Deiland: Pocket Planet Edition has a simple premise. You awaken one day on a small planet and are tasked with maintaining it. There are plots of land to farm, rocks to mine, monsters to fend off and a house to upgrade. On occasion, visitors will pass on by and offer you quests to complete, but really that’s about it. What is available in Deiland: Pocket Planet Edition is basic but nevertheless fun.
Everything is essentially a simplified version of mechanics seen in other games. Take, for example, farming. You are given three plots of land, which are all upgradeable. Each one, in the beginning, can hold one seed. You plant it and wait until it blossoms a few days later. Once it does, you harvest it and repeat the process. There’s not all that much you can do with each crop. Most of them are attributable to one recipe. Wheat is good for making bread; cotton can make thread; sunflower can make oil. It’s simple but a fun loop regardless. There’s something ultimately soothing about repeating the same process over and over again. At least, it’s soothing when it lacks any form of complexity.
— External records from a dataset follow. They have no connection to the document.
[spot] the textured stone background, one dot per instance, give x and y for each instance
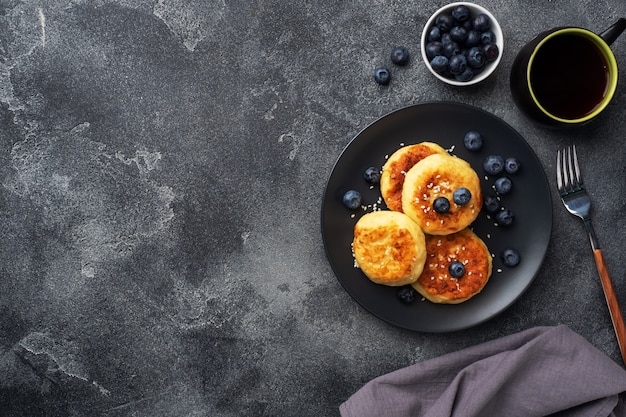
(162, 166)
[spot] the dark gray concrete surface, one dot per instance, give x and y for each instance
(162, 167)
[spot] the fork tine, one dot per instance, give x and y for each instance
(559, 171)
(578, 179)
(570, 169)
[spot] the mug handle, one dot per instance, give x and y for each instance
(614, 31)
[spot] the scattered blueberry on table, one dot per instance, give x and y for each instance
(400, 55)
(511, 165)
(382, 75)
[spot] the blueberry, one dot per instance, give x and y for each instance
(492, 52)
(476, 57)
(482, 22)
(446, 39)
(458, 34)
(372, 175)
(487, 38)
(503, 185)
(493, 164)
(352, 199)
(473, 38)
(407, 294)
(433, 49)
(465, 76)
(461, 196)
(461, 13)
(441, 205)
(505, 217)
(444, 22)
(510, 257)
(434, 34)
(457, 64)
(451, 49)
(456, 269)
(473, 140)
(400, 55)
(382, 75)
(511, 165)
(439, 64)
(491, 204)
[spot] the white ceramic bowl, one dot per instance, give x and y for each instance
(474, 11)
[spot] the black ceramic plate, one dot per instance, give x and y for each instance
(446, 124)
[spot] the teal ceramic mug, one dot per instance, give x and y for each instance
(566, 76)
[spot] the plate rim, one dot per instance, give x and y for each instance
(548, 202)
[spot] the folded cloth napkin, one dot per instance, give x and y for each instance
(543, 371)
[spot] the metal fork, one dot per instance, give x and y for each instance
(576, 200)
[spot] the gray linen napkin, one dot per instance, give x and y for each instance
(543, 371)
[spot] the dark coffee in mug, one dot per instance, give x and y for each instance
(569, 76)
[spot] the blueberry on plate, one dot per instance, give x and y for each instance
(456, 269)
(461, 13)
(473, 38)
(476, 57)
(372, 175)
(473, 140)
(458, 34)
(439, 64)
(491, 204)
(444, 22)
(441, 205)
(493, 164)
(450, 49)
(434, 34)
(503, 185)
(407, 294)
(505, 217)
(510, 257)
(382, 75)
(352, 199)
(457, 64)
(511, 165)
(433, 49)
(487, 38)
(400, 55)
(482, 22)
(461, 196)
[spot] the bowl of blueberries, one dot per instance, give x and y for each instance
(462, 43)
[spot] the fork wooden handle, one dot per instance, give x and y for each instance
(611, 300)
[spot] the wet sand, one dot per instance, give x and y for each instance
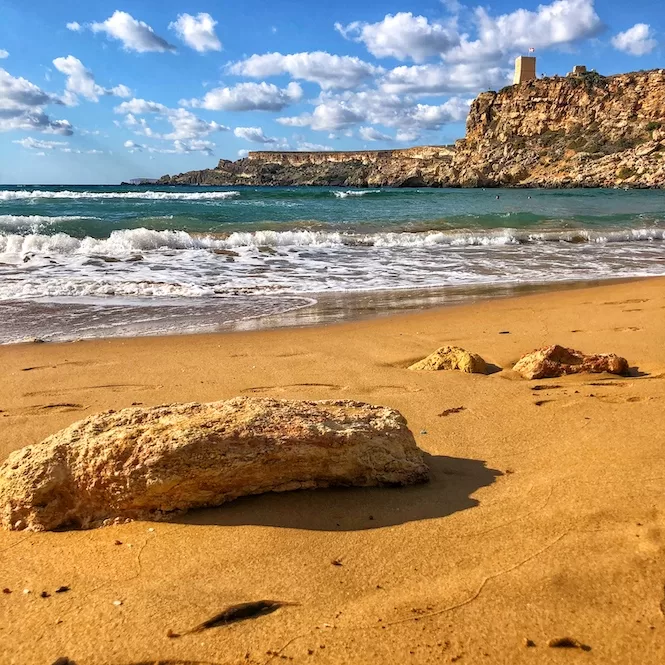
(545, 516)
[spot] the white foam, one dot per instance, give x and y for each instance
(347, 194)
(35, 222)
(17, 195)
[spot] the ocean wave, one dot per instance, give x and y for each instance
(35, 223)
(19, 195)
(364, 192)
(126, 241)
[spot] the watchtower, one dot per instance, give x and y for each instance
(525, 69)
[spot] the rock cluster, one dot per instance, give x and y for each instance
(150, 463)
(452, 357)
(552, 361)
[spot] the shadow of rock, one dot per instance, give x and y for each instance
(453, 481)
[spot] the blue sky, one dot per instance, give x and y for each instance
(98, 92)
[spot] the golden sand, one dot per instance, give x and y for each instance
(545, 517)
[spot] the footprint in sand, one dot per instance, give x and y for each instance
(112, 387)
(265, 389)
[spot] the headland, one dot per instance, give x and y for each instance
(580, 130)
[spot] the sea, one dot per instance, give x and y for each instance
(78, 262)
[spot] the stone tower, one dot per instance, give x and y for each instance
(525, 69)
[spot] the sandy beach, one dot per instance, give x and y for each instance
(544, 519)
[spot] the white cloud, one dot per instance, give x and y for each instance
(637, 40)
(134, 35)
(558, 24)
(403, 36)
(140, 107)
(254, 134)
(185, 126)
(439, 79)
(197, 31)
(305, 146)
(372, 134)
(81, 81)
(22, 107)
(375, 107)
(31, 143)
(407, 136)
(328, 71)
(248, 97)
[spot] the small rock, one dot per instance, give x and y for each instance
(553, 361)
(567, 643)
(452, 357)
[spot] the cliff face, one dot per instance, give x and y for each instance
(581, 131)
(426, 166)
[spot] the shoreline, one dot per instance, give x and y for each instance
(323, 309)
(543, 517)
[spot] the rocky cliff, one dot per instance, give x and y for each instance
(576, 131)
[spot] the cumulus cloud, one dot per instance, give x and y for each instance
(305, 146)
(637, 40)
(135, 35)
(407, 136)
(81, 81)
(22, 107)
(326, 70)
(334, 112)
(197, 31)
(249, 97)
(439, 79)
(373, 134)
(561, 23)
(254, 134)
(31, 143)
(403, 36)
(185, 126)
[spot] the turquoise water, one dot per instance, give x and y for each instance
(127, 260)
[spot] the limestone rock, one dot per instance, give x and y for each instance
(552, 361)
(149, 463)
(452, 357)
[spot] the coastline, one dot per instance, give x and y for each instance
(543, 518)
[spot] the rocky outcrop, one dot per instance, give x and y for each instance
(575, 131)
(149, 463)
(552, 361)
(452, 357)
(411, 167)
(585, 130)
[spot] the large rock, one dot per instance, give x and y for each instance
(452, 357)
(552, 361)
(149, 463)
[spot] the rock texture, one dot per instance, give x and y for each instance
(149, 463)
(452, 357)
(576, 131)
(552, 361)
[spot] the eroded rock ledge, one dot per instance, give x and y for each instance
(149, 463)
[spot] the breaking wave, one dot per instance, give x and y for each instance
(15, 195)
(142, 239)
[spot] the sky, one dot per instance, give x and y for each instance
(100, 92)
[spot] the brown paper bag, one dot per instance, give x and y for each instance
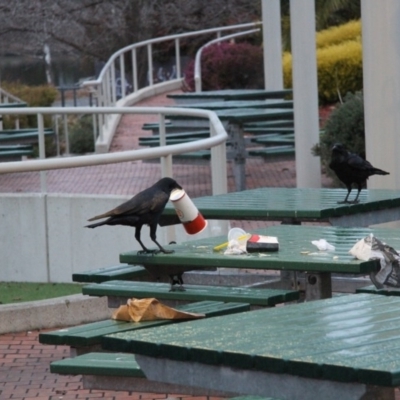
(150, 310)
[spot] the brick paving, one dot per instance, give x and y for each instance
(24, 363)
(24, 374)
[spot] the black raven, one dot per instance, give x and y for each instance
(351, 168)
(144, 208)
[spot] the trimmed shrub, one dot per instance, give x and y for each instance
(339, 71)
(339, 34)
(228, 66)
(346, 126)
(339, 65)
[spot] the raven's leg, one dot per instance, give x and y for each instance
(346, 198)
(176, 279)
(137, 237)
(153, 229)
(355, 201)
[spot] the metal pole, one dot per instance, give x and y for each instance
(272, 40)
(381, 65)
(166, 161)
(42, 151)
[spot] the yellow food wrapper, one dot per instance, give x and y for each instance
(150, 309)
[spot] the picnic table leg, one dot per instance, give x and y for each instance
(318, 285)
(239, 155)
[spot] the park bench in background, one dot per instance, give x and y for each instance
(15, 152)
(119, 291)
(120, 272)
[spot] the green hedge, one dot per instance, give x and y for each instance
(339, 65)
(339, 34)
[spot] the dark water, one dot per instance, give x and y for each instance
(31, 71)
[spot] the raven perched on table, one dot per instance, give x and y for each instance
(144, 208)
(351, 168)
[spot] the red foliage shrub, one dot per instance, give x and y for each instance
(228, 66)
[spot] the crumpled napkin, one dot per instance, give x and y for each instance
(150, 309)
(323, 245)
(236, 247)
(371, 248)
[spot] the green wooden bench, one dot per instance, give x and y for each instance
(118, 291)
(31, 136)
(238, 104)
(170, 128)
(371, 289)
(120, 271)
(13, 105)
(155, 141)
(120, 372)
(230, 94)
(274, 139)
(344, 347)
(179, 135)
(270, 151)
(283, 123)
(85, 338)
(264, 131)
(15, 152)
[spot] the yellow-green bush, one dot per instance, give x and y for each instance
(339, 34)
(339, 70)
(35, 96)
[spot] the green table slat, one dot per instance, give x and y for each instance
(99, 364)
(384, 291)
(90, 334)
(122, 271)
(265, 297)
(296, 252)
(235, 104)
(353, 338)
(279, 203)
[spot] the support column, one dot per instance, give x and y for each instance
(381, 66)
(272, 40)
(305, 92)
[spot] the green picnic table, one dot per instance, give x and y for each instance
(220, 105)
(345, 348)
(234, 119)
(297, 205)
(230, 94)
(296, 253)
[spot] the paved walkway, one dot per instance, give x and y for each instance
(24, 363)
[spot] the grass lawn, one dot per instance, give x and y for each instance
(17, 292)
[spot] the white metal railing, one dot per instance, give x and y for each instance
(8, 98)
(197, 63)
(112, 83)
(216, 142)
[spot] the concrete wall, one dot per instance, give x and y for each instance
(43, 238)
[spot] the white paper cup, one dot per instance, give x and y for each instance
(191, 218)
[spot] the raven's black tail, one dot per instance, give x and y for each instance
(378, 171)
(95, 225)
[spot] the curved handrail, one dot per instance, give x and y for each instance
(126, 49)
(216, 142)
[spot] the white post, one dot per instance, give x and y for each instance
(381, 65)
(305, 92)
(272, 39)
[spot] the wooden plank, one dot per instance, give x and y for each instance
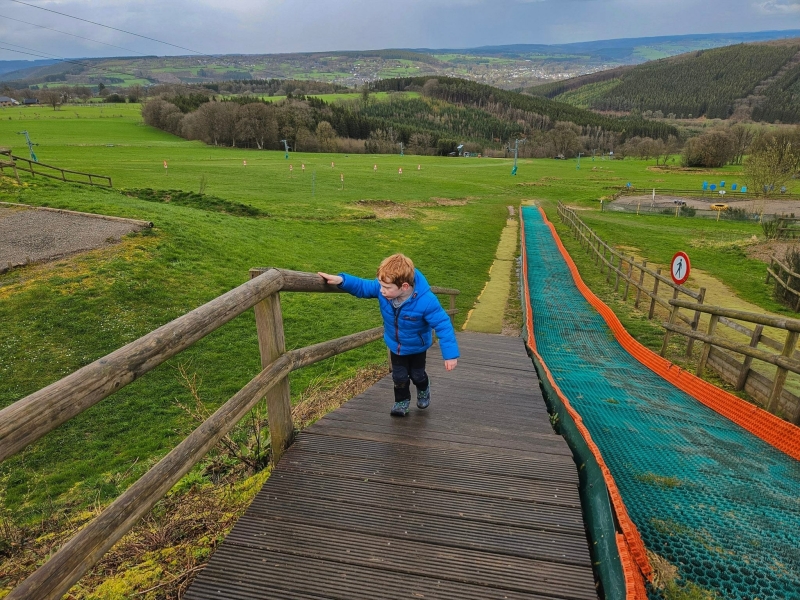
(260, 575)
(402, 556)
(359, 492)
(498, 539)
(535, 442)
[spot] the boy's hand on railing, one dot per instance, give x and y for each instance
(330, 279)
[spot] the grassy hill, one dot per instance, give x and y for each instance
(760, 79)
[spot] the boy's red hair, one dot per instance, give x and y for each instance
(397, 269)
Unfortunately, the same can’t be said for mining. While it is a monotonous process, as is the majority of the game, it takes an inordinate amount of time to garner any form of lucrative minerals or ores from it. After having mined upwards of 900 stone, I managed to gain 30 iron ore. It’s an ultimately grindy mechanic that forces you to mine for hours just to gain enough materials to upgrade one thing. And I feel like this is where Deiland: Pocket Planet Edition gets you.
“Unfortunately, Deiland: Pocket Planet Edition is a little pricey for what you get.”
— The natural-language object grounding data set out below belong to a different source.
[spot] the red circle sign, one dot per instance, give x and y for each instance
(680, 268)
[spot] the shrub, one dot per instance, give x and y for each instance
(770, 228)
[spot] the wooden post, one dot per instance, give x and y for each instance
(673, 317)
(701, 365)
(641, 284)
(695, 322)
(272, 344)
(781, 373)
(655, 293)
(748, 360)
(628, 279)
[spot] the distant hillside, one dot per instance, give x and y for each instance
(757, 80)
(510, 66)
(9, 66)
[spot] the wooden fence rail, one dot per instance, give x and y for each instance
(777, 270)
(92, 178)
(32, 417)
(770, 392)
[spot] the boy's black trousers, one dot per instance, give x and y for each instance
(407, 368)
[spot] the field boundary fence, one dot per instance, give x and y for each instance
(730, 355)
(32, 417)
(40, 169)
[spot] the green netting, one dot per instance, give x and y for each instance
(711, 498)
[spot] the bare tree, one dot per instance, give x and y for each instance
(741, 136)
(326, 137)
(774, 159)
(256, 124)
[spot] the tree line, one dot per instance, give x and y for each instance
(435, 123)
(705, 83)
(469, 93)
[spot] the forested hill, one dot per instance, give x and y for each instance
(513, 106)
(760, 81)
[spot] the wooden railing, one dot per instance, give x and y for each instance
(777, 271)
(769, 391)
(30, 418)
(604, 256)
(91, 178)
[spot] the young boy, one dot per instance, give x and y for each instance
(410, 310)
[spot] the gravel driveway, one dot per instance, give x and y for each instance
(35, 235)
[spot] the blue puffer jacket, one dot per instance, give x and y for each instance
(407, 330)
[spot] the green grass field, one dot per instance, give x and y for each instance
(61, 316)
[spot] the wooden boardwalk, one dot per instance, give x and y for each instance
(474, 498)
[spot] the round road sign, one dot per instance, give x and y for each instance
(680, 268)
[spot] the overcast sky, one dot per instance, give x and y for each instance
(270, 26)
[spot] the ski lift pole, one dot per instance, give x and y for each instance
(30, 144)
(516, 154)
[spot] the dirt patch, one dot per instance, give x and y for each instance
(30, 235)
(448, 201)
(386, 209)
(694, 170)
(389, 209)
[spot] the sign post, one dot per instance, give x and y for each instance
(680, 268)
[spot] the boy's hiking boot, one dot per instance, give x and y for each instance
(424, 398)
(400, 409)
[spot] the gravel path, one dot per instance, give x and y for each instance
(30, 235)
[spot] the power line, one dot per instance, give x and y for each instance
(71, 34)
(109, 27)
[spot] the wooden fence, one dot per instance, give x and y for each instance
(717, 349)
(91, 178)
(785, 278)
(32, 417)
For me, Deiland: Pocket Planet Edition is the most fun when you give into its loop. While mining 900 stone just to get 30 iron ore seems frustrating, its utter lack of complexity makes it a mostly painless process. Witling down your energy metre mining away at stone, sleeping and then repeating the process isn’t boring so much as it’s relaxing. Deiland: Pocket Planet Edition succeeds in its relaxing atmosphere.
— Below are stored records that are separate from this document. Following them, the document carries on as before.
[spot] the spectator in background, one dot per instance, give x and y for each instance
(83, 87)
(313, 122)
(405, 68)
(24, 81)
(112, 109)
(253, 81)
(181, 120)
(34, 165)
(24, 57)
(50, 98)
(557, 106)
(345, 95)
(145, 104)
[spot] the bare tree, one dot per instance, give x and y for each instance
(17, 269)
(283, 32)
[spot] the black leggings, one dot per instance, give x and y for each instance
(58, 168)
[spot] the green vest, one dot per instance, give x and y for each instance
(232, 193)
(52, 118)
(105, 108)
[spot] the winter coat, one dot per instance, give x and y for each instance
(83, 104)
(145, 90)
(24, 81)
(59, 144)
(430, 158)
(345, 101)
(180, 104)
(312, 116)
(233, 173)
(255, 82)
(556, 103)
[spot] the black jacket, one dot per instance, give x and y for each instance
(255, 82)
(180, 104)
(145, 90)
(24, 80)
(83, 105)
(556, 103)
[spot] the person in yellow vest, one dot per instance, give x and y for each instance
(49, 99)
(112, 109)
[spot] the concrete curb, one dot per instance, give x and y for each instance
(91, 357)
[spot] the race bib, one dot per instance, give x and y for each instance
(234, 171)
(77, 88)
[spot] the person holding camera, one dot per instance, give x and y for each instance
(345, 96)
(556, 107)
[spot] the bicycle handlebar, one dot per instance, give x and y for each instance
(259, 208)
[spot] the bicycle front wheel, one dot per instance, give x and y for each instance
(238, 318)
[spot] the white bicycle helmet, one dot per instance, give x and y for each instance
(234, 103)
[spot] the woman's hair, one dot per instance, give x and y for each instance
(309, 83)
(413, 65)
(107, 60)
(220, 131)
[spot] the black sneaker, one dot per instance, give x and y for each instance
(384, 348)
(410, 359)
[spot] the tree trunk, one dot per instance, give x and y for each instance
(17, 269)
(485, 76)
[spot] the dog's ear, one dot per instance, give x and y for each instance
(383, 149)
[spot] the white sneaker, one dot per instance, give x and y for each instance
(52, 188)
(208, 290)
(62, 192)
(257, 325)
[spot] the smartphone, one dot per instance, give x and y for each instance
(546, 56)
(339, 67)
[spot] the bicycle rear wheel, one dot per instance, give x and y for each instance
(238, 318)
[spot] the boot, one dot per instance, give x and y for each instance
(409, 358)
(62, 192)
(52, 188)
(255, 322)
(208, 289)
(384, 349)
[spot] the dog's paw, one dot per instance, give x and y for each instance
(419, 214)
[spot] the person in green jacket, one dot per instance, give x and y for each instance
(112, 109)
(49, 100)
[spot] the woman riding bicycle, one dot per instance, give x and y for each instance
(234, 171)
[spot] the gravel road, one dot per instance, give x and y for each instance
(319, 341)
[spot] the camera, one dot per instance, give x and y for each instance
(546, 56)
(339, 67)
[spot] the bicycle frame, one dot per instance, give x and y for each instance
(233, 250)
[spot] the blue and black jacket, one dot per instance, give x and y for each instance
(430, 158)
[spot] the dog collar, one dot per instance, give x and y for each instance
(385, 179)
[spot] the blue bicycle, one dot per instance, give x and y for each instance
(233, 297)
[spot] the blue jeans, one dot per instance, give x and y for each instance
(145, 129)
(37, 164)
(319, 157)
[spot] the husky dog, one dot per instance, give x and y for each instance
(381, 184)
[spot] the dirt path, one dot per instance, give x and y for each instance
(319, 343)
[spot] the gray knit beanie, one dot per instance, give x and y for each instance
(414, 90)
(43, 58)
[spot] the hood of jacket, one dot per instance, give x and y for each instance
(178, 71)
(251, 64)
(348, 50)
The visuals are stunning at best and colourfully cartoony at worst. Its music is upbeat and cheerful. Its levelling up system is simply a decision between two different stat boosts. Everything has been dumbed down, but it makes for an easy pick-up-and-play video game. Essentially, the perfect Nintendo Switch game.
Deiland: Pocket Planet Edition may not be the most comprehensive of games, but its charm, style and relaxed atmosphere were enough for me to get a significant amount of enjoyment from it. It is certainly no contender to Stardew Valley or My Time In Portia, but it is uniquely charming enough to warrant its own space in the farming sim alumni. Unfortunately, Deiland: Pocket Planet Edition is a little pricey for what you get. It is $19.99/$30.00 AUD/€16,99/£17.99. I feel like for a markedly lower price, Deiland: Pocket Planet Edition may be worth your money. But as it stands, it’s a little too high to recommend right now.
*Disclaimer: Reviewed on Switch. The publisher provided the code.
Deiland: Pocket Planet Edition Review
Deiland: Pocket Planet Edition is a sweet albeit simple game. There's a lot to love here, from the gorgeous graphics to the melodic soundtrack that congeals to create a soothing atmosphere. Unfortunately, the majority of Deiland: Pocket Planet Edition's gameplay involves grinding for resources and upgrading whatever you can. While this never gets boring, it reveals Deiland: Pocket Planet Edition to be a simple game with little depth. If you're looking for a chilled game to relax to, this is definitely that. However, if you're looking for a deep farming sim, you may want to look elsewhere.